Follow the logic here:
1- Generative AI like GPT is trained on a corpus of texts that includes works published on the Internet (e.g. Wikipedia).
2- GPT is then able to generate new text modeled upon what it has gathered from those works. It learns meanings and imitates styles from the corpus.
3- This new text is then published back to the Internet, in the form of blog posts, news articles, books in the Amazon marketplace, etc.
We’re living in a unique time when this process is possible. But it seems to follow logically that we’re going to run into a problem soon:
When the new texts created in step #3 are added into the corpus of texts used in step #1, and future AI is trained in a loop on the output from past AI, a relatively small subset of writing styles is bound to dominate the data set. Rather than reflecting the full range of human verbal expression, the AI could develop a boxed-in voice. And as the proportion of texts that human beings read shifts toward AI-generated works, we will be exposed to less originality.
Generative artificial intelligence is by nature a copycat.

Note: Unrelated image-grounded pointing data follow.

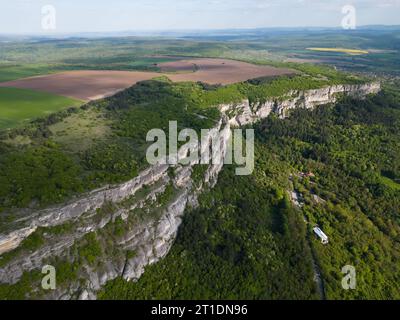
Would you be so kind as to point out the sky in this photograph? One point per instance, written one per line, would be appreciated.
(74, 16)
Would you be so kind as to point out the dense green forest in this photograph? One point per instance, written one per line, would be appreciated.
(247, 241)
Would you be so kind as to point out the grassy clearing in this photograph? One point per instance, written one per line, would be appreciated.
(340, 50)
(19, 105)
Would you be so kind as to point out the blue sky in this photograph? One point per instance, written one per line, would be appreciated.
(25, 16)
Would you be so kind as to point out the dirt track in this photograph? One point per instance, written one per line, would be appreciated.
(92, 85)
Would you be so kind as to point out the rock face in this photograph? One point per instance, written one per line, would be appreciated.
(150, 237)
(244, 113)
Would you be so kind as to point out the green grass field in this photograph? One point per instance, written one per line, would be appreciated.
(18, 106)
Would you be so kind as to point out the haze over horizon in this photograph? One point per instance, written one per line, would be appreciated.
(72, 16)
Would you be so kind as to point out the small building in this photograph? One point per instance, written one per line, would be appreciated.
(324, 238)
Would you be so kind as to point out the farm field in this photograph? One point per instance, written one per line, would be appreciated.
(20, 105)
(92, 85)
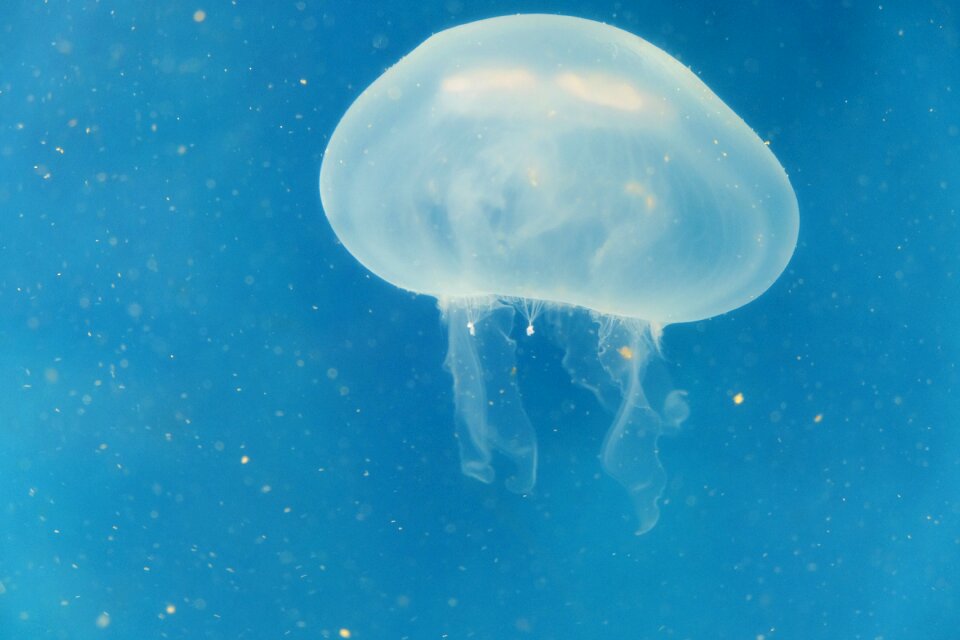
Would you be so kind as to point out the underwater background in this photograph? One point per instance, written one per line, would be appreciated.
(214, 423)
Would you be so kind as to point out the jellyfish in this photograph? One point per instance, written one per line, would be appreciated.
(573, 173)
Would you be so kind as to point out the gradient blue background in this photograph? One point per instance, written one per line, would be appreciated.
(172, 299)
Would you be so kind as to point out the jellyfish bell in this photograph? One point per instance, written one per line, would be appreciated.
(546, 162)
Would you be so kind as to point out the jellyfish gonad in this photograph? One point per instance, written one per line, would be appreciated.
(548, 162)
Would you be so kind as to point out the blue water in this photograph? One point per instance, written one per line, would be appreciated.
(215, 424)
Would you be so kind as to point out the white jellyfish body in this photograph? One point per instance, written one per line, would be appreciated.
(554, 160)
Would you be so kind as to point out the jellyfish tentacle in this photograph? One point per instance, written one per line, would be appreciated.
(489, 410)
(630, 454)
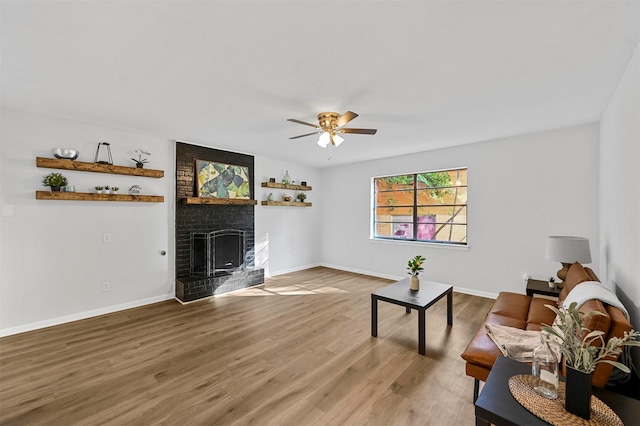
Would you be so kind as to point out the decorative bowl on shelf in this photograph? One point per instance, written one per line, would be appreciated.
(65, 154)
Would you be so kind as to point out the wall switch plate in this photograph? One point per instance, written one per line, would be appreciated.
(8, 210)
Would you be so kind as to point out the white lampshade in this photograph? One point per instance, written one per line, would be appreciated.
(568, 249)
(324, 140)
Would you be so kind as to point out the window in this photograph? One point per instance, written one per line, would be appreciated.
(427, 206)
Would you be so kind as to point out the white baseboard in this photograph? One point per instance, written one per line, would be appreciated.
(362, 271)
(115, 308)
(288, 271)
(83, 315)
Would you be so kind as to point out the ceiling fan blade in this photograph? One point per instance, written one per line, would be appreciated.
(359, 131)
(302, 136)
(345, 118)
(293, 120)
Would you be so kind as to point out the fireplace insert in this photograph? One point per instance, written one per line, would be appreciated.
(218, 251)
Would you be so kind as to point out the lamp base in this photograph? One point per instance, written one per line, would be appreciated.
(562, 273)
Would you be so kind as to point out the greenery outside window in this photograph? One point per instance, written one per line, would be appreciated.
(426, 206)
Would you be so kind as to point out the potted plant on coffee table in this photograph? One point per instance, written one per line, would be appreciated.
(54, 181)
(415, 267)
(583, 349)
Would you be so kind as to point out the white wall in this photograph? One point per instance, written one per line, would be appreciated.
(52, 255)
(52, 259)
(521, 189)
(287, 238)
(620, 196)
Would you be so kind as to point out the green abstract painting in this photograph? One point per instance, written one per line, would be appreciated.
(218, 180)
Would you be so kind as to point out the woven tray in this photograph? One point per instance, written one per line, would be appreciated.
(552, 410)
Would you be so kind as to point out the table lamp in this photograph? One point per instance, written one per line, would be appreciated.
(567, 250)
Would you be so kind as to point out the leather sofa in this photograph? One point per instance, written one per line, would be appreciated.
(529, 313)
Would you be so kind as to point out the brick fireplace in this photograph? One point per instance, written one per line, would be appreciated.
(202, 219)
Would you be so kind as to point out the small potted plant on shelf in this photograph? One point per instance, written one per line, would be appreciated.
(583, 349)
(54, 181)
(140, 162)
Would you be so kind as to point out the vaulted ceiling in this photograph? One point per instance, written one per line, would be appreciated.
(228, 74)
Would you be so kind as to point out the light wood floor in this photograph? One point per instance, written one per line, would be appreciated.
(297, 351)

There will be an explosion of literary content, but it will be stylistically homogenous, reflecting the AI’s programming and the most prevalent styles in the training data.
Human intelligence is also a copycat. The homogeneity will creep outward into human-authored works too.
Humans will still be creative and there will still be sparks of brilliance — a clever turn of phrase, a joyous fresh style, a newly coined term that more aptly describes a feeling than it has ever been described before.
But it will be harder and harder for innovations to spread. The sparks of creativity will never light a flame. They will never reach the critical mass of imitation required to evolve the artform. They will be smothered by the enormous volume of words generated by the AI. Flickers of light in the darkness.
I’m sure this problem is solvable. But we really should have figured out the solution before unleashing the genie. Generative AI has been birthed into the world without any regulatory oversight. Perhaps all AI-authored works should carry special tags in their meta data. But it’s too late. The AI Gold Rush has begun already. Very soon, products and services built by or upon AI will be absolutely everywhere.
I showed ChatGPT this blog post and ask for its thought. It replied thusly:
The argument presented in the blog post raises valid concerns about the potential homogenization of writing styles in AI-generated content. However, there are a few points to consider.
Firstly, while it’s true that GPT and similar models are trained on a corpus of texts that includes works published on the Internet, the size and diversity of this corpus is constantly growing. As the internet continues to expand and new content is created, AI models have access to an ever-increasing pool of material to learn from. This means that the likelihood of the training data becoming too dominated by a small subset of styles is somewhat mitigated.
Secondly, it’s important to note that AI-generated content is not created in a vacuum. The models are designed to learn from existing human language patterns and styles, but they are also capable of generating novel and creative content that goes beyond what has been seen before. While the output may initially reflect the most prevalent styles in the training data, over time it may develop its own distinct voice and evolve in new directions.
Finally, it’s worth noting that the role of AI-generated content in the wider literary landscape is likely to be complex and multifaceted. While it’s possible that the sheer volume of AI-generated content could drown out more innovative human-authored works, it’s also possible that the AI-generated content could act as a source of inspiration and fuel further creativity. Additionally, as AI-generated content becomes more prevalent, there may be an increased appreciation for the unique qualities of human-authored works, leading to a renewed interest in originality and creativity.
Overall, while the concerns raised in the blog post are worth considering, it’s important to view the issue in a nuanced and complex way. AI-generated content is still a relatively new and evolving field, and it remains to be seen how it will impact the wider literary landscape over time.